Australian rules footballer

Michael Patrick Blake (13 September 1874 – 2 January 1931) was an Australian rules footballer who played with St Kilda in the Victorian Football League (VFL).

==Biography==
===Early life and family===
Blake was born in St Kilda, Victoria on 13 September 1874, one of 11 children to Irish emigrants John Blake and Ellen Coen, who came from County Galway. He had seven brothers, many of whom were also gifted sportsmen, two of them played in the VFL. A younger brother, George Blake, was a two-time olympic long-distance runner who also appeared in the VFL, for St Kilda and Carlton. James Blake and Tom Blake, both elder brothers, played football for the same two clubs. James, who captained St Kilda, retired by the time the VFL was formed, but Tom continued his career in the VFL. Another brother, Harry Blake, was a prominent cross country runner.

He had three children with wife Holly: Allyn, Thomas and Winifred.

===Football===
Recruited from Collegians, Blake started his career with Carlton in the VFA, where he played until transferring to St Kilda in the 1895 season.

At Carlton he had played under the captaincy of his brother Tom and was described by the Sporting Globe as having been one of the formidable ruckmen in the team.

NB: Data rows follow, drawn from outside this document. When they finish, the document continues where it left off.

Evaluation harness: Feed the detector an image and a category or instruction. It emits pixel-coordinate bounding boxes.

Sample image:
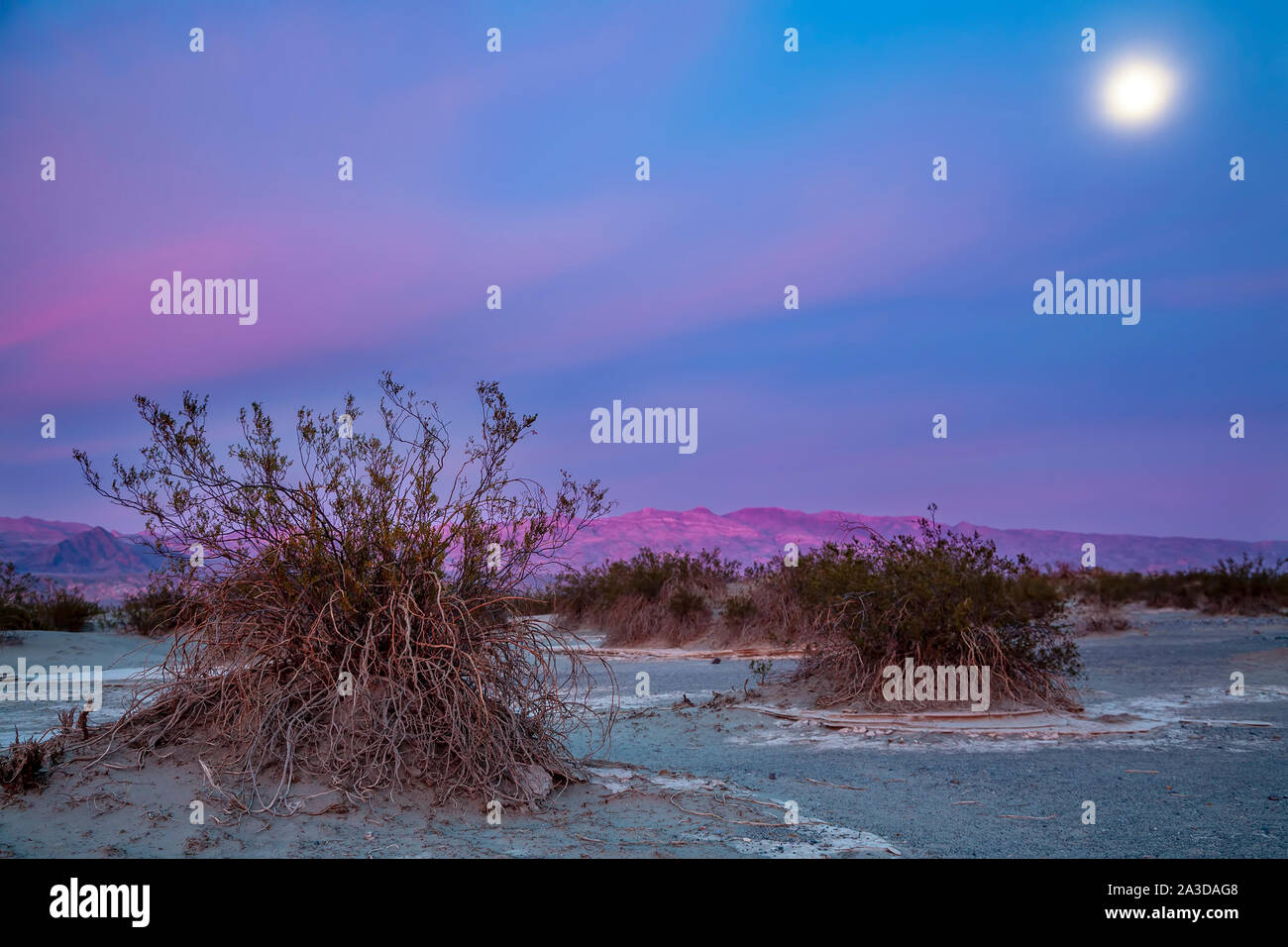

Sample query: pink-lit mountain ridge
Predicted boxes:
[559,506,1288,573]
[0,506,1288,599]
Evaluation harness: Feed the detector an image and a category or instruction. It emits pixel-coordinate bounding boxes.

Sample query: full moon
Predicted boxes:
[1104,61,1175,125]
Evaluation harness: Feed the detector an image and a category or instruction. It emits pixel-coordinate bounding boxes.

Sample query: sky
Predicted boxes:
[0,0,1288,540]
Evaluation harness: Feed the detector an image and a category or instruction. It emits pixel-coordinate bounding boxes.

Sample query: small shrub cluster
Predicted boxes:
[115,573,188,638]
[550,549,738,646]
[0,562,103,631]
[1053,553,1288,614]
[554,520,1082,706]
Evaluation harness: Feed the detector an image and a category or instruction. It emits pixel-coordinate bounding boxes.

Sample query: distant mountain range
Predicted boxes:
[570,506,1288,573]
[0,517,161,601]
[0,506,1288,600]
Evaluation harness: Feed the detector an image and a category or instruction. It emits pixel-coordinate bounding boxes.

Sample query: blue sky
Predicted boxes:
[0,3,1288,539]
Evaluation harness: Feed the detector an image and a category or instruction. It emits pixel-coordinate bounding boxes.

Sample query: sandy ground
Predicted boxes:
[0,609,1288,858]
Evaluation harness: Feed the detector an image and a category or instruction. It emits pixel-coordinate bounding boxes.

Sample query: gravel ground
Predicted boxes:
[0,609,1288,858]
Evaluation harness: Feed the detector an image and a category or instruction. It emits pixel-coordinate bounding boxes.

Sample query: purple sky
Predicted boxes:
[0,3,1288,540]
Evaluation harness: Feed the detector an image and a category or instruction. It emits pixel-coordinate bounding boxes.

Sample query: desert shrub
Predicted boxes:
[116,574,187,638]
[0,562,103,631]
[0,562,40,631]
[1201,553,1288,614]
[551,549,738,646]
[791,520,1081,706]
[1077,600,1130,634]
[1056,553,1288,614]
[76,372,608,810]
[0,737,63,795]
[29,582,103,631]
[721,592,759,627]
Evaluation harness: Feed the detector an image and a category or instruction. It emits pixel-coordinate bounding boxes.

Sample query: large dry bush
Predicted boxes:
[76,372,606,810]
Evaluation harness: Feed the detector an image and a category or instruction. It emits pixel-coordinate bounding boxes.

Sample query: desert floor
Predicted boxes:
[0,609,1288,858]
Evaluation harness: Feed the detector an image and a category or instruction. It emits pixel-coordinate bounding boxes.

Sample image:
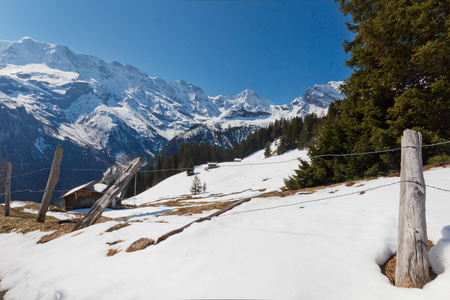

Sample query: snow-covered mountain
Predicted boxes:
[0,37,342,202]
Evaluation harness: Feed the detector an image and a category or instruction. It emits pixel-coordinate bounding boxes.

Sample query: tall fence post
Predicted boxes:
[37,145,63,222]
[395,129,430,288]
[72,157,144,231]
[5,162,12,217]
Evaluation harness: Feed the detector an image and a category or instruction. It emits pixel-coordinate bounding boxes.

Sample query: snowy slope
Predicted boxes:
[0,151,450,300]
[0,37,340,200]
[0,37,340,156]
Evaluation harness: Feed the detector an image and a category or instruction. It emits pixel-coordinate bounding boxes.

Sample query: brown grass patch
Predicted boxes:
[0,203,111,244]
[380,241,437,286]
[106,249,122,256]
[106,240,123,246]
[160,201,236,216]
[105,222,130,232]
[125,238,155,252]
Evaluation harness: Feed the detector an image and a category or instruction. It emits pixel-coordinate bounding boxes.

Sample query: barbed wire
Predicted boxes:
[425,184,450,193]
[4,141,450,178]
[11,168,106,178]
[217,180,450,217]
[11,189,70,194]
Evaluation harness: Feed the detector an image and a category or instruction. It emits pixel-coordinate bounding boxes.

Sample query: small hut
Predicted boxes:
[208,161,219,169]
[60,180,121,210]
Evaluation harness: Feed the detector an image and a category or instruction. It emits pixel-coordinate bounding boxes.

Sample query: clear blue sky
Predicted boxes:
[0,0,352,104]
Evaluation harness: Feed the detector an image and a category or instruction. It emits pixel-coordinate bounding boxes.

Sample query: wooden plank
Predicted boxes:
[395,129,430,288]
[72,157,143,231]
[155,198,252,245]
[5,162,12,217]
[37,145,63,222]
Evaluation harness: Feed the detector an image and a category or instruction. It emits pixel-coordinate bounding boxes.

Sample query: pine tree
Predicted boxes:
[286,0,450,188]
[264,141,272,158]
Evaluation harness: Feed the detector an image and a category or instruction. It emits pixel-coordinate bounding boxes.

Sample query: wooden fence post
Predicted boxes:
[5,162,12,217]
[395,129,430,288]
[37,145,63,222]
[72,157,143,231]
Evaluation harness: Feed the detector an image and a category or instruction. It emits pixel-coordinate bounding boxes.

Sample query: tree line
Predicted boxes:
[285,0,450,189]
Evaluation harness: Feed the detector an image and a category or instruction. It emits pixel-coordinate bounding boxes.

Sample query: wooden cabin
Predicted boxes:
[60,180,121,210]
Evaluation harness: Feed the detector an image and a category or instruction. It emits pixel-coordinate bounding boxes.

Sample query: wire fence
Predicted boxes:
[0,141,450,193]
[217,180,450,217]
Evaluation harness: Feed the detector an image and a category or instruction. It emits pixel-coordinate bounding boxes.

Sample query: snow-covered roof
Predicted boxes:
[61,180,108,198]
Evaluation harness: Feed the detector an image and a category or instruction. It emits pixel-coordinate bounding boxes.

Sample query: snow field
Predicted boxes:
[0,151,450,300]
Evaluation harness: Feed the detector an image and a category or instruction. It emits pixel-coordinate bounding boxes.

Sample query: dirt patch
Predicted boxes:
[159,201,236,216]
[106,240,123,246]
[106,222,130,232]
[380,241,437,286]
[106,249,122,256]
[0,203,111,244]
[125,238,155,252]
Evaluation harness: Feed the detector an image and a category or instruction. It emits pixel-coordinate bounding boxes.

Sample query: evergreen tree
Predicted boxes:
[264,141,272,158]
[191,175,202,195]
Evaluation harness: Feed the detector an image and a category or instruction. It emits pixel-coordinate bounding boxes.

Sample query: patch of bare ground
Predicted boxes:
[253,187,318,198]
[159,201,236,216]
[106,240,123,246]
[106,249,122,256]
[380,241,437,286]
[106,222,130,232]
[0,203,111,244]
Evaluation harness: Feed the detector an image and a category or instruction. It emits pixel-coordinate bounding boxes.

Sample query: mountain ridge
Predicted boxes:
[0,37,342,202]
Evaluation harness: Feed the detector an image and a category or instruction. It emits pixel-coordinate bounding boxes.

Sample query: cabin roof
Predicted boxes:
[60,180,108,199]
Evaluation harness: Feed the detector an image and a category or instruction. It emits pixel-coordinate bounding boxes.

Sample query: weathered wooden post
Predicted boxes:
[395,129,430,288]
[5,162,12,217]
[37,145,63,222]
[72,157,143,231]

He missed St Kilda's inaugural league game in the 1897 VFL season but was in the side from round two and played 13 games that year, followed by 14 in 1898. Both were winless seasons and he was also in the losing team for his three appearances in 1899, which agonisingly included a two-point loss. He didn't continue in 1900 and finished his VFL career with 30 games and no wins, joint fourth most in the league's history, all ahead of him played for University.

===Other sports===
Blake, a member of the Collegian Harriers, was also an amateur athlete like some of his brothers. He first competed in athletics at the Victorian 10-mile cross-country championships in 1891. In addition to athletics and football, Blake was a good enough diver to win the Victorian title, in a field which included Cecil Healy.